Figure 4. Non-target DNA strand cleavage precedes target DNA strand cleavage

(A) Schematic representation of the sequences of TS and NTS DNA used for the experiments in panel B-D. Nucleotides colored red indicate nucleotides that are linked by phosphorothioates in modified TS and NTS strands. For Electromobility Shift Assays that demonstrate that phosphorothioate modifications do not hamper binding by FnCas12a-crRNA complexes, see Figure S6. (B-C) FnCas12a cleaves the NTS and TS sequentially. FnCas12a-crRNA complexes were incubated with dsDNA targets (of which the TS was 5’-Cy5 labeled) and cleavage products were resolved by denaturing (7 M Urea) 20% polyacrylamide gel electrophoresis. Data points in panel C represent the average of duplicates and error bars indicate standard deviation. (D) FnCas12a cleaves the TS in a pre-unwound dsDNA target, even if the NTS carries phosphorothioate modifications. FnCas12a-crRNA complexes were incubated with dsDNA targets (of which the TS was 5’-Cy5 labeled) and cleavage products were resolved by denaturing (7 M Urea) 20% polyacrylamide gel electrophoresis. Data points represent the average of duplicates and error bars indicate standard deviation.

Figure 5. Cas12a-crRNA releases PAM-distal DNA and remains bound to the PAM-proximal cleavage product

(A-D) FnCas12a-crRNA complexes were incubated with fluorophore-labeled dsDNA targets and analyzed by fluorescence-detection size exclusion chromatography. Elution fractions were further analyzed for protein and fluorophore-labeled nucleic acid content by SDS-PAGE and 20% denaturing (7 M Urea) polyacrylamide gel electrophoresis, respectively. In the schematic representation of the nucleic acids (top of each panel), the gray asterisk indicates the position of the fluorophore label and the red triangles indicate predicted TS (blue) and NTS (black) cleavage sites. IN: HPLC input; E1-6: Elution fractions; ctrl: Control sample containing catalytic mutant FnCas12a^{E1006Q-R1218A} instead of FnCas12a. All HPLC chromatograms including controls are shown in Figure S7. (E) Schematic representation of ssDNA and dsDNA targets used in the experiments, and the (predicted) cis-cleavage products of these targets that remains bound to FnCas12a. (F) Release of the PAM-distal segment of the cis-cleaved DNA targets facilitates trans-cleavage of non-target DNA. FnCas12a-crRNA complexes were incubated with ssDNA and dsDNA targets and a non-target FQ-reporter. Fluorescence (A.U.: arbitrary units) was measured over time. Data points represent the average of three replicates and error bars indicate standard deviation.
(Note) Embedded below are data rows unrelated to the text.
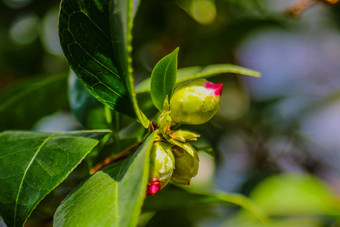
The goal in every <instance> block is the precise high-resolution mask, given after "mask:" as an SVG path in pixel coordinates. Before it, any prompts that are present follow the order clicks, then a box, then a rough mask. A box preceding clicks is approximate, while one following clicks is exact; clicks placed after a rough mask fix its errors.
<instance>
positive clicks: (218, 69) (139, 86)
mask: <svg viewBox="0 0 340 227" xmlns="http://www.w3.org/2000/svg"><path fill="white" fill-rule="evenodd" d="M224 73H234V74H240V75H245V76H252V77H260V76H261V74H260V73H259V72H256V71H254V70H251V69H247V68H244V67H241V66H237V65H231V64H220V65H209V66H206V67H201V66H193V67H187V68H181V69H178V71H177V80H176V84H179V83H182V82H184V81H187V80H192V79H199V78H209V77H213V76H217V75H220V74H224ZM150 82H151V80H150V78H148V79H146V80H144V81H142V82H141V83H140V84H138V85H137V86H136V92H137V93H142V92H149V91H150Z"/></svg>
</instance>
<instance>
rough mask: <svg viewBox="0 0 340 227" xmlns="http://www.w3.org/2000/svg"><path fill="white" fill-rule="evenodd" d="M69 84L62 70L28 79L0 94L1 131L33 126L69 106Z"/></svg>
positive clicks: (28, 127)
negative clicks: (42, 76)
mask: <svg viewBox="0 0 340 227" xmlns="http://www.w3.org/2000/svg"><path fill="white" fill-rule="evenodd" d="M66 88H67V79H66V74H62V75H55V76H52V77H47V78H39V79H34V80H33V81H27V82H25V83H23V84H20V85H18V86H16V87H14V88H12V89H11V90H9V91H7V92H5V93H3V94H0V131H3V130H9V129H31V128H32V126H33V125H34V124H35V123H36V122H37V121H38V120H39V119H40V118H41V117H43V116H46V115H48V114H51V113H54V112H56V111H59V110H61V109H62V108H63V107H66V106H67V98H66V92H65V91H66ZM31 100H34V102H31ZM23 113H24V114H23Z"/></svg>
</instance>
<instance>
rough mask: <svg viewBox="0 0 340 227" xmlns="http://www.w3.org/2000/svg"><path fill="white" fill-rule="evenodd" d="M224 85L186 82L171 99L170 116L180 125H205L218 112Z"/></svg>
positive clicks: (206, 83)
mask: <svg viewBox="0 0 340 227" xmlns="http://www.w3.org/2000/svg"><path fill="white" fill-rule="evenodd" d="M222 87H223V85H222V84H213V83H210V82H208V81H207V80H205V79H196V80H191V81H187V82H184V83H182V84H180V85H178V86H177V88H176V89H175V91H174V93H173V95H172V96H171V99H170V116H171V118H172V120H173V122H175V123H178V124H193V125H198V124H203V123H205V122H207V121H209V120H210V119H211V118H212V117H213V116H214V115H215V113H216V112H217V110H218V108H219V105H220V102H221V93H222Z"/></svg>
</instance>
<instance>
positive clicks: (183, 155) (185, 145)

Figure 6. Schematic model of Cas12a-mediated cis- and trans-cleavage of DNA

Cas12a processes the 5’ end of its own crRNA guide and pre-orders nucleotides 1–5 of the crRNA seed segment. Canonical dsDNA target recognition initiates with PAM recognition by the WED and PI domains and promotes dsDNA target unwinding. R-loop formation initiates with the TS binding the pre-ordered crRNA seed segment. Processive crRNA-TS hybridization and simultaneous TS-NTS unwinding result in formation of the complete R-loop. Formation of the crRNA-TS heteroduplex induces conformational changes in the REC lobe resulting in allosteric unblocking of the catalytic site in the RuvC domain. The NTS binding groove guides the displaced NTS toward the RuvC catalytic site, resulting in cis-cleavage of the NTS. Subsequently, further unwinding of the PAM-distal TS-NTS duplex allows the TS to enter the RuvC catalytic site, resulting in cis-cleavage of the TS. The PAM-distal dsDNA is released, while the PAM-proximal dsDNA remains bound to the Cas12a-crRNA complex. This maintains Cas12a in a catalytically activated conformation, which permits trans-cleavage of non-target single-stranded DNAs.